It’s hard to make a better argument for blockchain-based voting than Democratic presidential candidate Andrew Yang’s claim to have “shocked the world,” during last night’s Iowa caucus.
He was not the only candidate to make a somewhat suspect “victory” speech, after a disastrous switchover to an unready-for-primetime app for manually reporting precinct vote tallies left the results of the critical, first-in-the-nation primary vote completely unknown amid claims of unspecified “inconsistencies” and chaos.
Sen. Bernie Sanders (D-Ver.), Sen. Elizabeth Warren (D-Mass.), Sen. Amy Klobuchar (D-Minn.), Joe Biden, former Indianapolis Mayor Pete Buttigieg, and pretty much every other primary candidate made some version of that “I did better than anyone imagined” announcement in the wake of the 2020 version of “hanging chads.”
But only blockchain-enthusiast Yang had called for a potential solution to the problem nearly six months earlier.

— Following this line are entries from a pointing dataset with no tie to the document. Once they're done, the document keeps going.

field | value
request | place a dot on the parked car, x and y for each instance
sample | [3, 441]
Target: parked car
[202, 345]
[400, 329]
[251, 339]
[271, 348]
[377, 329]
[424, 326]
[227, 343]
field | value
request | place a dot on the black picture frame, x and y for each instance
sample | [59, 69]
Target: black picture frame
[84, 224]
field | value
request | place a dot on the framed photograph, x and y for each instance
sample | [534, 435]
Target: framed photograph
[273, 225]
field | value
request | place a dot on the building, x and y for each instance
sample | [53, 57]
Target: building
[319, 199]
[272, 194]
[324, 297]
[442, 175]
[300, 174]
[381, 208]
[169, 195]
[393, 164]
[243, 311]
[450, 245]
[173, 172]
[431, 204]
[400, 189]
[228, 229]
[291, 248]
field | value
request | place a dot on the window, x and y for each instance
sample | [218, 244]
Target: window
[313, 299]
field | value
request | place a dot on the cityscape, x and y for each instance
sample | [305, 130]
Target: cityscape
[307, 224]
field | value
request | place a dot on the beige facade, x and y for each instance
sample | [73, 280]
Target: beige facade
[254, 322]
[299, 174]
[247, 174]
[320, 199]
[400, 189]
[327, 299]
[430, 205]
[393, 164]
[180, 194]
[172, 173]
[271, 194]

Yang called for transitioning the U.S. voting infrastructure to a mobile, blockchain-based system in an Aug. 22 policy proposal, citing the technology’s potential to improve election security and increase turnout.
“It’s ridiculous that in 2020 we are still standing in line for hours to vote in antiquated voting booths,” he said on his website. “It is 100% technically possible to have fraud-proof voting on our mobile phones today using the blockchain. This would revolutionize true democracy and increase participation to include all Americans—those without smartphones could use the legacy system and lines would be very short.”
Yang also noted that the current Internet-connected polling-place voting machines are prone to tampering and hacking.
Which isn’t to say that there are no concerns about blockchain-based voting solutions. Common Cause released a report this year looking at security issues in internet voting systems that found blockchain technology did not resolve what it called “the insoluble security issues inherent with online voting.” These include denial-of-service, server penetration, and disruption attacks, as well as mobile device malware.
Blockchain-based voting in action
Companies like Overstock-owned Voatz, Votem, and SecureVote are expanding the use of blockchain-based voting systems after successful trial runs in local U.S. elections over the past two years.
On Nov. 5, Utah’s oldest registered voter, 106-year-old Salt Lake City resident Maccene Grimmett cast her ballot in local Utah County elections using a Voatz mobile voting app, television station Fox 13 reported. It was an expansion of a pilot program the county had previously aimed at serving military and overseas voters. The state is looking into expanding the program to the elderly and disabled population in other counties.
Utah’s program is one of a small but growing number of localities using blockchain technology to help enfranchise military and overseas voters, who often have logistical problems with paper absentee ballots. Last year, Tusk Philanthropies expanded a mobile voting program tested in West Virginia in 2018 to localities in Denver and Oregon.